The other day I was on location with a customer, and as they are a secure site I was not allowed to bring my laptop any further than the security locker at the font desk. This I don’t mind as I would usually just leave the laptop at home, but this time it really was a bind, I needed my laptop on the desk in front of me with the customer beside it.
Rather than shout and scream about their security, or dragging the customer out of his office to a new meeting location with WiFi, I decided to try to work my way around the problems I encountered using the customers laptop.
The biggest problem I faced was a change in font that the customer wanted for their menu. They had decided that (over night!) they wanted it to change from Arial to Calibri, as “most people have that font” thought the customer. While that is often true when talking about Windows based system, it’s not so true when talking about other things such as mobile phones, Mac laptops/desktops or anything that gets a prefix of i in it’s name. Calibri is just not installed by default on any of the operating systems of the world, it’s only added to the system with additional product installs, it just so happens that Microsoft often package it up in free things like the PowerPoint viewer.
So, the customer needed Calibri right then and there, I knew I had the rights to it and could implement it on the site, but did not have the TTF (true type font) file to make it happen as that was on my laptop safely locked away by security.
Of course I tried the standard searches through Google, with keywords such as “calibri font download” only to find that no matter how far I looked, I could not get this font. There was just page after page of useless links with no possibility to download anything. The closest I came was a Russian site with Calibri bold and italic only as separate TTF files, no regular font which was the one needed. These were not the fonts I was looking for.
The thing is, Google is great, it searches every page and file it is allowed to find on the web. And nicely for us they have decided to make it a pretty open system where you can perform very advanced search queries. So I though I would take advantage of that. Instead of searching through all of the HTML files on the web for the font file, I decided to look directly for the font file it’s self.
If you know anything about web servers, you will know that they give the possibility to have directory browsing turned on, something which is incidentally very insecure for your files as you are just about to see. When directory browsing a website, the web server uses the term “index of” in the title to describe the current location. i.e. index of /home/andys-stuff
What we will be doing with the search is looking at all of the servers that have directory browsing turned on, and looking for a certain file type, in this case ttf, and lastly putting in our keyword for searching, in this case Calibri. Here is the search command that you put straight in to the Google search bar.
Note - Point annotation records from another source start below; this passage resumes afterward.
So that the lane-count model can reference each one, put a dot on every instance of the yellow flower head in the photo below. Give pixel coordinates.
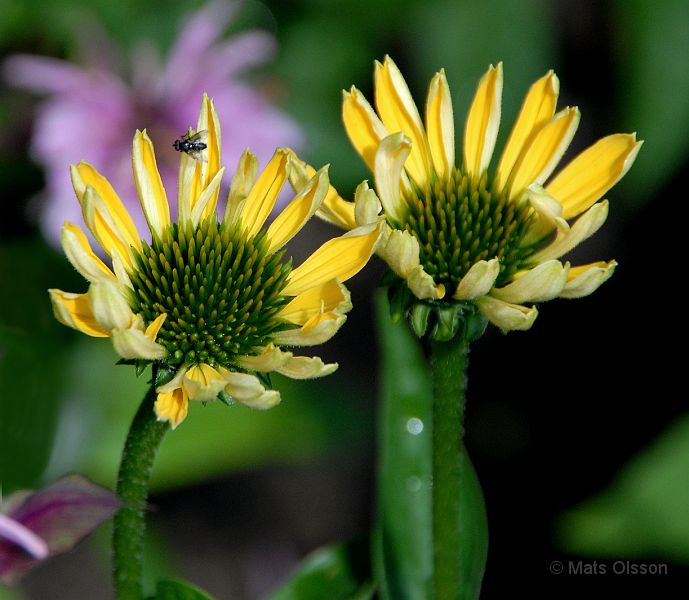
(464, 239)
(210, 301)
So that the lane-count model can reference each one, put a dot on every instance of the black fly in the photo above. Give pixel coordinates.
(193, 144)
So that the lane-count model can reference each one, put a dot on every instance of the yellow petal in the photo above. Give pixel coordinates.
(74, 310)
(85, 175)
(262, 197)
(539, 160)
(479, 280)
(242, 182)
(440, 125)
(364, 128)
(334, 209)
(584, 180)
(295, 215)
(203, 382)
(483, 121)
(306, 367)
(543, 282)
(317, 330)
(537, 109)
(339, 258)
(332, 296)
(172, 406)
(82, 257)
(389, 162)
(271, 359)
(586, 279)
(509, 317)
(149, 184)
(398, 112)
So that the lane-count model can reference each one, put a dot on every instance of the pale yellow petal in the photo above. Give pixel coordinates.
(586, 279)
(543, 282)
(295, 215)
(262, 197)
(83, 259)
(509, 317)
(541, 157)
(537, 109)
(334, 209)
(440, 125)
(364, 129)
(242, 182)
(149, 185)
(85, 175)
(74, 310)
(584, 180)
(306, 367)
(483, 121)
(330, 297)
(339, 258)
(389, 162)
(398, 112)
(479, 280)
(172, 406)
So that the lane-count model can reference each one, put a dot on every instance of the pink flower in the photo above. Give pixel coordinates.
(93, 111)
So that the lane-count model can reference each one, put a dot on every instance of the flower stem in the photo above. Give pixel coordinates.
(450, 561)
(143, 440)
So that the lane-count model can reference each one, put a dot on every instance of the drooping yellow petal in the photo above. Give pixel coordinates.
(440, 125)
(83, 259)
(537, 109)
(295, 215)
(172, 406)
(591, 174)
(261, 199)
(509, 317)
(334, 209)
(483, 121)
(85, 175)
(306, 367)
(74, 310)
(539, 160)
(389, 163)
(242, 182)
(332, 296)
(364, 129)
(149, 185)
(398, 112)
(586, 279)
(339, 258)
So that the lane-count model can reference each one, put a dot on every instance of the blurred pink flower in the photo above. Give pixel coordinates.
(92, 111)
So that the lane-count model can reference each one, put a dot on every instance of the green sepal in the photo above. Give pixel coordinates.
(339, 572)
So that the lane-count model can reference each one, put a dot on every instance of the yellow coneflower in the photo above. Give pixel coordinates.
(461, 237)
(210, 301)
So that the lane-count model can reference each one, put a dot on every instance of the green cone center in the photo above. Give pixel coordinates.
(219, 289)
(459, 221)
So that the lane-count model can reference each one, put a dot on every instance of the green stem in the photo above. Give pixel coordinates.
(449, 363)
(143, 440)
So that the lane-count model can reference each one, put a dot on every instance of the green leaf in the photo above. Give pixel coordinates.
(404, 544)
(336, 572)
(170, 589)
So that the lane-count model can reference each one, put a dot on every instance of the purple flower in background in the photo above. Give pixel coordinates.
(35, 526)
(93, 111)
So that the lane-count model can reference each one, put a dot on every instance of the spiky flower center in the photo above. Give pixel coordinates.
(459, 221)
(219, 289)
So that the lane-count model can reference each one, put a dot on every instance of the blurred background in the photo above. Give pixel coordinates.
(579, 429)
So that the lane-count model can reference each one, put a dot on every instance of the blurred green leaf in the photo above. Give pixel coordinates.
(336, 573)
(170, 589)
(654, 82)
(404, 541)
(644, 511)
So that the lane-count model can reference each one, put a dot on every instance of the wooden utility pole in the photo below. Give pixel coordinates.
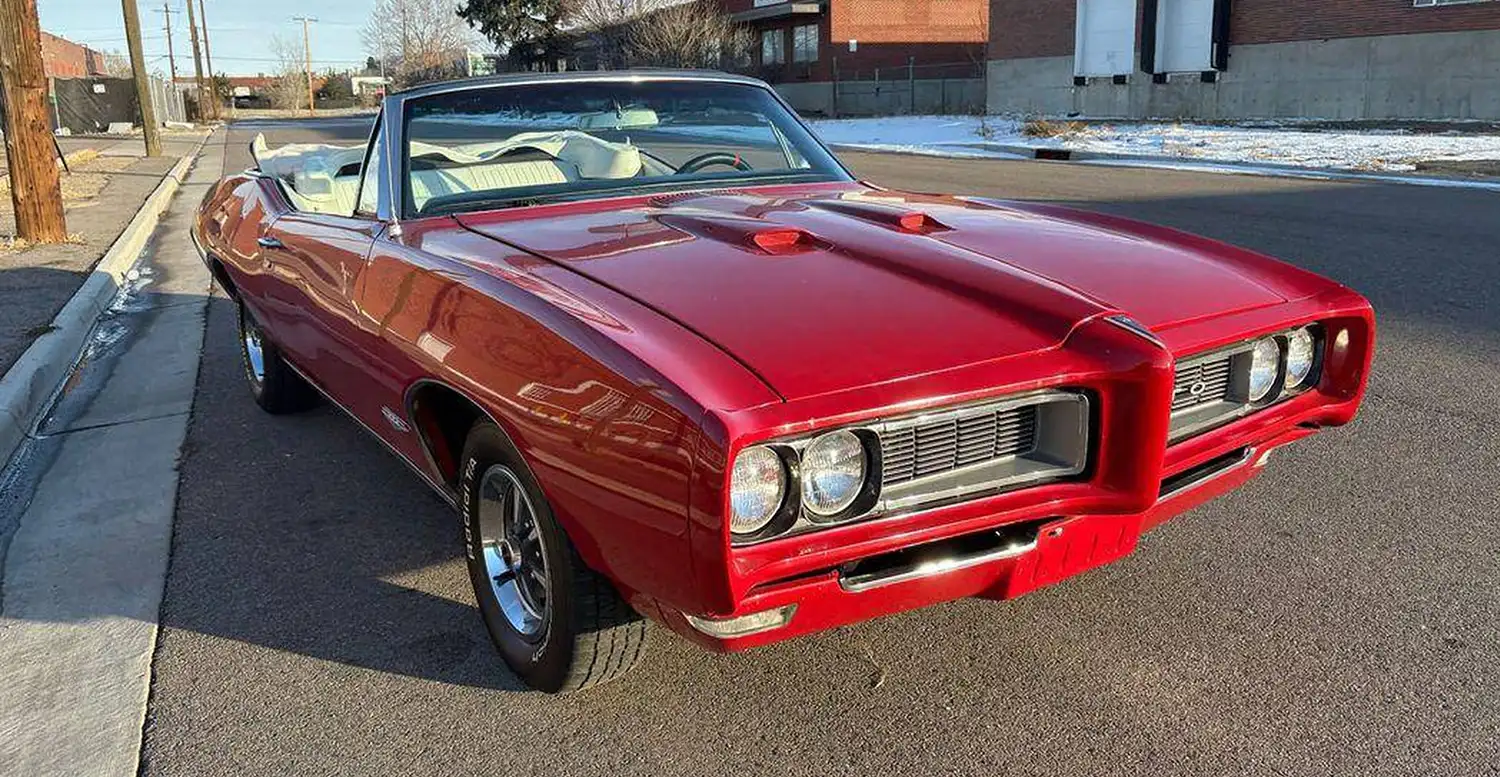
(207, 59)
(143, 81)
(171, 57)
(306, 54)
(197, 60)
(35, 189)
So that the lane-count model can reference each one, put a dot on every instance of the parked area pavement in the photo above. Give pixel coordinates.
(101, 195)
(1334, 617)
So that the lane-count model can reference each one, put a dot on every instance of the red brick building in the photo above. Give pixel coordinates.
(66, 59)
(804, 47)
(1242, 59)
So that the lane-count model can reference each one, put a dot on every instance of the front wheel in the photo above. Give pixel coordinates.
(557, 624)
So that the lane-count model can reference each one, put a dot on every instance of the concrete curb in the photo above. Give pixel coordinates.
(27, 387)
(1188, 164)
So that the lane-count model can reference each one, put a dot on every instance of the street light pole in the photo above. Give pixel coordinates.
(306, 54)
(143, 80)
(197, 59)
(35, 189)
(171, 57)
(207, 57)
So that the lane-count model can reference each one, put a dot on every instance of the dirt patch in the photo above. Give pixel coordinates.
(86, 177)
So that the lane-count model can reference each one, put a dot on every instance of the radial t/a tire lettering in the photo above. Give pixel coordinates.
(558, 624)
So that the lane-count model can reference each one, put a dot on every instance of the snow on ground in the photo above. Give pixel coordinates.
(965, 135)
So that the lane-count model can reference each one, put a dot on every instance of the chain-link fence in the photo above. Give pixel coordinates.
(891, 90)
(89, 105)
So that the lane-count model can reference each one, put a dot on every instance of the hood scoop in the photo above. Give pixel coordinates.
(893, 216)
(744, 233)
intitle:”index.of” (ttf) CALIBRI
Search Result →
What it is saying is “in the title, look for the words index of and return only results that file the type ttf with the keyword search of calibri”. Which it puts the file I wanted inside the first result at the top of the list. As you can see, Google takes no notice of what case you use for your search term, upper or lower case is just fine.
After downloading, I just popped it into font squirrel, and applied the results to the site. The customer was super happy.
Of course this type of search can be taken further. If for example I was looking for music I could search for many file types at the same time, such as MP3, WAV, AAC, FLAC in just the same way as I looked for the font.
intitle:”index.of” (mp3|wav|aac|flac) please.please.me
Search Result →
This time I am looking for The Beatles “please please me”, notice that I have put dots between the search keywords to make them work properly. It’s the same for all multi-word searches using this method. Also this time I am looking for many different file types in the search and so have to use a ” | ” (pipe symbol if you are unix or vertical line if your anybody else) between each file type. The full album is at the top of the list, so if you want it in mp3, you have it. Ironically, dramatically faster download speeds that any P2P network, if your in to that kind of downloading.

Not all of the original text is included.